NEW YORK, NY.- Among the many captivating highlights of Christie’s upcoming Evening Sale of Impressionist & Modern Art is Alberto Giacometti’s La Jambe (The Leg), a seven foot tall depiction of a disembodied human leg. Modeled in the thin, elongated form for which the artist is best known, La Jambe is the artist’s final statement in a series devoted to depictions of isolated body parts – a vision inspired by Giacometti’s harrowing memories of wartime causalities and the lingering angst that permeated post-war Paris during the late 1940s. Estimated at $10-15 million, La Jambe is offered from a distinguished private European collection, and is among the top examples of modern sculpture to be featured in Christie’s November 7 sale in New York.

Giacometti first conceived of the body parts series in 1947, the year in which he embarked on the first of the famously thin, attenuated figures of standing women and walking men that would become icons of the post-war zeitgeist. Zeroing in on individual anatomical features, Giacometti modeled the first three forms in the series: a hand (La Main), a nose (Le Nez), and a head on a rod (Tête sur tige; estimate: $6-8 million, also featured in the November 7 sale).

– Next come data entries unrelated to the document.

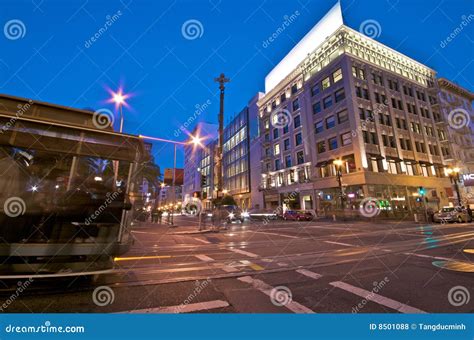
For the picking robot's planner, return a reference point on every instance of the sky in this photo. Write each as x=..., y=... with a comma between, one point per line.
x=165, y=54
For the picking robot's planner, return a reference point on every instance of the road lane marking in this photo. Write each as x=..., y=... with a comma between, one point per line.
x=243, y=252
x=252, y=265
x=266, y=289
x=204, y=258
x=131, y=258
x=371, y=296
x=341, y=244
x=308, y=273
x=203, y=241
x=184, y=308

Giacometti had always envisioned a fourth sculpture – the leg – to complete the series, but it would be nearly ten more years before he finished the work and cast it in bronze in 1958. Art historians believe the severed look of the work was inspired by distressing events in Giacometti’s past: in 1938, he was struck down by a speeding vehicle on a Paris street, leaving him with a crushed and broken foot and a slight limp for the rest of his life. Later, in 1940, the artist and his brother Diego were forced to flee Paris ahead of advancing German tanks. In the exodus, the two witnessed the gruesome aftermath of earlier attacks, and the images of human body parts strewn across the debris-filled streets never left his mind.

La Jambe is unique among Giacometti's works in that it is neither walking nor standing; it exists in an intermediate state between stillness and motion. Slightly bent at the knee and purposefully flexed, the leg appears ready to push off and set itself in motion, despite its oversized, firmly planted foot. In scale, La Jambe matches the legs of his enormous Grandes femmes debouts, the tallest figures he had ever created and which were originally intended for exhibition on the Chase Manhattan Plaza in lower Manhattan – a project left unfulfilled when the artist died in January 1966.

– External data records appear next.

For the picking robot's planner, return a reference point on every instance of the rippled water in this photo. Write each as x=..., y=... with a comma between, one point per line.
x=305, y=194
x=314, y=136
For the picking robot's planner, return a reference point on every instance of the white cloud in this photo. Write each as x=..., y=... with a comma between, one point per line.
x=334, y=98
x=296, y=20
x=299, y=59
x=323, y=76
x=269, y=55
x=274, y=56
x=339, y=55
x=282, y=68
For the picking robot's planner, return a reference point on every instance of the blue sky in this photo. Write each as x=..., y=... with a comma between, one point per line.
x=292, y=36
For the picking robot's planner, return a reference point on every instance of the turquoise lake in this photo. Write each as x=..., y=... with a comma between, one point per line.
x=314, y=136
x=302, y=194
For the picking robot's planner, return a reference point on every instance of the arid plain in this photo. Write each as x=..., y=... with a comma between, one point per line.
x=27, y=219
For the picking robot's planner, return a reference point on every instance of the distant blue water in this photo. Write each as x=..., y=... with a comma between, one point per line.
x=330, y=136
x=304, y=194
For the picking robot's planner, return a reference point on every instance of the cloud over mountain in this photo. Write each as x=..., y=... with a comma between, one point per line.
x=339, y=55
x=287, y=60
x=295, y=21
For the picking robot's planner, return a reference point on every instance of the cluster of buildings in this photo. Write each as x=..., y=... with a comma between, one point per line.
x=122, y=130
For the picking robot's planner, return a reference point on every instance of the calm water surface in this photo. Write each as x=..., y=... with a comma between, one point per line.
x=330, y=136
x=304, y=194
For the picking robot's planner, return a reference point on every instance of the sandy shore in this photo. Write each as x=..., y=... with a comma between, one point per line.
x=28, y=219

Upon its completion in 1958, La Jambe was featured in a solo exhibition of Giacometti’s newest works at the Pierre Matisse Gallery, New York. Six signed and numbered bronzes were created, and the version to be offered at Christie’s this fall was featured in the major 1965 retrospective at London’s Tate Gallery. It has now been in the same private collection for over 35 years, since its acquisition by the present owner from Galerie Beyeler in 1976.

Prices for Giacometti’s best works have soared in recent years, in keeping with increasing appreciation and interest among collectors for superb examples of modern sculpture. Within the global auction market, 19 works by the artist have sold above the $10 million mark, and all five of the artist’s top prices at auction have been set within the last five years. In May 2010, Christie’s New York sold a 1948 cast of La Main – the elongated arm with an outstretched hand from the artist’s same series – fetching $25.8 million against a pre-sale estimate of $10-15 million.